View Diary: 'We Want the Whole World To Know About Us' (213 comments)

Comment Preferences

  •  Ok, here's what the Mitchell Report (1+ / 0-)
    Recommended by:

    has to say.  First it reiterates the Palestinian position on Oslo:

    The Interim Agreement provides that "the two parties view the West Bank and Gaza as a single territorial unit, the integrity and status of which will be preserved during the interim period." Coupled with this, the Interim Agreement's prohibition on taking steps which may prejudice permanent status negotiations denies Israel the right to continue its illegal expansionist settlement policy. In addition to the Interim Agreement, customary international law, including the Fourth Geneva Convention, prohibits Israel (as an occupying power) from establishing settlements in occupied territory pending an end to the conflict.

    That statement is sourced back to the PLO's third submission to the Sharm el-Sheik fact-finding commission, i.e. the Mitchell Commission.

    The report goes on to state the Israeli response:

    From the GOI perspective, the expansion of settlement activity and the taking of measures to facilitate the convenience and safety of settlers do not prejudice the outcome of permanent status negotiations.

    Israel understands that the Palestinian side objects to the settlements in the West Bank and the Gaza Strip. Without prejudice to the formal status of the settlements, Israel accepts that the settlements are an outstanding issue on which there will have to be agreement as part of any permanent status resolution between the sides. This point was acknowledged and agreed upon in the Declaration of Principles of 13 September 1993 as well as in other agreements between the two sides.

    This is sourced back to the second Israeli submission to the Commission.

    The Commission's recommendation, furthermore, was that:

    The GOI should freeze all settlement activity, including the "natural growth" of existing settlements.

    I think it's safe to say that the Mitchell Commission found the Palestinian position on interpreting the Oslo Accord to be more persuasive...

    •  No. Mitchell rightly thought a settlement (0+ / 0-)

      freeze to be a useful idea. The plain language of the prior agreements, however, did not call for a freeze. That's why the Palestinians had to argue that a freeze somehow was implicit in the non-prejudice language. Generally, when parties are in agreement about a contract term they are able to put it in writing.

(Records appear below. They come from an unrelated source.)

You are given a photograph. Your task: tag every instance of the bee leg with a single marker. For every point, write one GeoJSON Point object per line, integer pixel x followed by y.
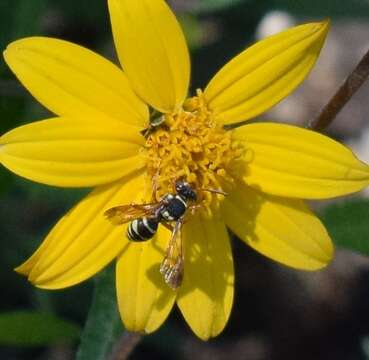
{"type": "Point", "coordinates": [193, 208]}
{"type": "Point", "coordinates": [168, 226]}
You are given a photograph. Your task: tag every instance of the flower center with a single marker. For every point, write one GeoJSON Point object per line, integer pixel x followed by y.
{"type": "Point", "coordinates": [190, 146]}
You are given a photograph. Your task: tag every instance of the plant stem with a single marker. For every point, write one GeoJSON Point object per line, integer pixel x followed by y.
{"type": "Point", "coordinates": [342, 96]}
{"type": "Point", "coordinates": [125, 345]}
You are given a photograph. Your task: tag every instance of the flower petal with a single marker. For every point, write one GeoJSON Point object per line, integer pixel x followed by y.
{"type": "Point", "coordinates": [152, 50]}
{"type": "Point", "coordinates": [284, 230]}
{"type": "Point", "coordinates": [71, 80]}
{"type": "Point", "coordinates": [144, 299]}
{"type": "Point", "coordinates": [206, 295]}
{"type": "Point", "coordinates": [290, 161]}
{"type": "Point", "coordinates": [265, 73]}
{"type": "Point", "coordinates": [83, 241]}
{"type": "Point", "coordinates": [72, 151]}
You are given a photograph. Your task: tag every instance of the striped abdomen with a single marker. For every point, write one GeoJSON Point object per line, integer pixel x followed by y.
{"type": "Point", "coordinates": [142, 229]}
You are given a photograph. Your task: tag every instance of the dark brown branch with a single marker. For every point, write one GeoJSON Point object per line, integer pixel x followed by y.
{"type": "Point", "coordinates": [125, 345]}
{"type": "Point", "coordinates": [342, 96]}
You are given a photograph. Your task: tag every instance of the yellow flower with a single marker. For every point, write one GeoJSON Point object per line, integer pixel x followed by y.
{"type": "Point", "coordinates": [96, 141]}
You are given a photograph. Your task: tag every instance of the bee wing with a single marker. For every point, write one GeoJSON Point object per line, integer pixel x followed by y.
{"type": "Point", "coordinates": [172, 266]}
{"type": "Point", "coordinates": [119, 215]}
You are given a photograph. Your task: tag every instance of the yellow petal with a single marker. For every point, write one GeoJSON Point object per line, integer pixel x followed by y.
{"type": "Point", "coordinates": [152, 50]}
{"type": "Point", "coordinates": [206, 295]}
{"type": "Point", "coordinates": [265, 73]}
{"type": "Point", "coordinates": [71, 80]}
{"type": "Point", "coordinates": [144, 299]}
{"type": "Point", "coordinates": [72, 151]}
{"type": "Point", "coordinates": [284, 230]}
{"type": "Point", "coordinates": [83, 241]}
{"type": "Point", "coordinates": [294, 162]}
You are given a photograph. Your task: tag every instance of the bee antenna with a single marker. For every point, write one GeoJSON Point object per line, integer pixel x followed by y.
{"type": "Point", "coordinates": [215, 191]}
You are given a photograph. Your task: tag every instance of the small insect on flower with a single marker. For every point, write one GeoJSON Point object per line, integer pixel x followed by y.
{"type": "Point", "coordinates": [145, 218]}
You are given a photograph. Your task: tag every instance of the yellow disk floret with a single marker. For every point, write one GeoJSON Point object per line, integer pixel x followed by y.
{"type": "Point", "coordinates": [190, 146]}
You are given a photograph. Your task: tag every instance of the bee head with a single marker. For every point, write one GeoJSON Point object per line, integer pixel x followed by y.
{"type": "Point", "coordinates": [185, 190]}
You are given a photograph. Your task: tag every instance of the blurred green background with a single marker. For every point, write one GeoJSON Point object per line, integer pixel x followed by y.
{"type": "Point", "coordinates": [278, 313]}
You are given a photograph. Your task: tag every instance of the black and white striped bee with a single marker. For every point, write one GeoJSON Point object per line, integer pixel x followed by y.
{"type": "Point", "coordinates": [144, 220]}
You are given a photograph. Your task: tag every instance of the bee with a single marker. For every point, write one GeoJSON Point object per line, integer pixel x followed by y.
{"type": "Point", "coordinates": [144, 220]}
{"type": "Point", "coordinates": [156, 120]}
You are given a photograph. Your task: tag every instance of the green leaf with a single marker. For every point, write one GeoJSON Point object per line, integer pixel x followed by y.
{"type": "Point", "coordinates": [103, 324]}
{"type": "Point", "coordinates": [27, 328]}
{"type": "Point", "coordinates": [348, 224]}
{"type": "Point", "coordinates": [327, 8]}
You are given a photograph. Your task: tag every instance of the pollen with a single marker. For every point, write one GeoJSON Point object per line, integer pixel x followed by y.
{"type": "Point", "coordinates": [191, 146]}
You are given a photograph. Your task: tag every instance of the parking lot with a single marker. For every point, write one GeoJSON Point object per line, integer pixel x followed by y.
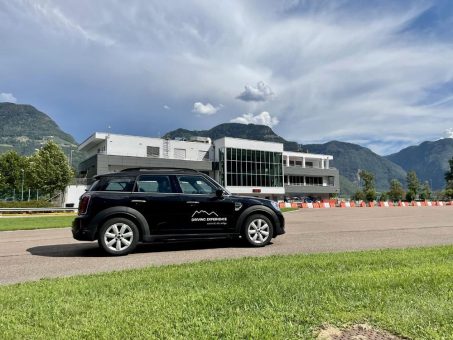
{"type": "Point", "coordinates": [36, 254]}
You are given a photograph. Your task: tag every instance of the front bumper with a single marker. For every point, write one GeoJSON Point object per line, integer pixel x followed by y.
{"type": "Point", "coordinates": [81, 229]}
{"type": "Point", "coordinates": [280, 226]}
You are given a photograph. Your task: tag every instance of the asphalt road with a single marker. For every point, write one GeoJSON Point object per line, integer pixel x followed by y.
{"type": "Point", "coordinates": [36, 254]}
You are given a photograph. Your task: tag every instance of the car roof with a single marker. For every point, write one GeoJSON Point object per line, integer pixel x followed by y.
{"type": "Point", "coordinates": [150, 171]}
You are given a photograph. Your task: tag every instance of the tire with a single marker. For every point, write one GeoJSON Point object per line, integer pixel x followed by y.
{"type": "Point", "coordinates": [118, 236]}
{"type": "Point", "coordinates": [258, 230]}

A settlement freeze being a fairly important issue, the absence of express language is telling.

      Moreover, what -- being charitable to Arafat and Rabin -- may not have been prejudicial when Rabin was alive was not necessarily non-prejudicial with Netanyahu as Israel's prime minister.

      Al Gore should be president.

      by another American on Sat May 12, 2007 at 09:57:23 AM PDT

      [ Parent ]

      •  I believe the question here revolves (1+ / 0-)
        Recommended by:


        Interim Agreement's prohibition on taking steps which may prejudice permanent status negotiations

        The Palestinian position was that settlement expansion did prejudice future status negotiations, while the Israeli position is that it did not.

        Mitchell, a neutral arbiter, agreed with the Palestinians.

        So, I have to take back my earlier retraction.  While you are correct that the plain language of the agreement did not prohibit settlement expansion, upon neutral interpretation it is found that the agreement did in fact prohibit it.  Hence Celso's comment makes it through peer-review.  Sufficient academics, undoubtedly based on Mitchell's interpretation, agree that as a result of Oslo Israel should have frozen settlement expansion.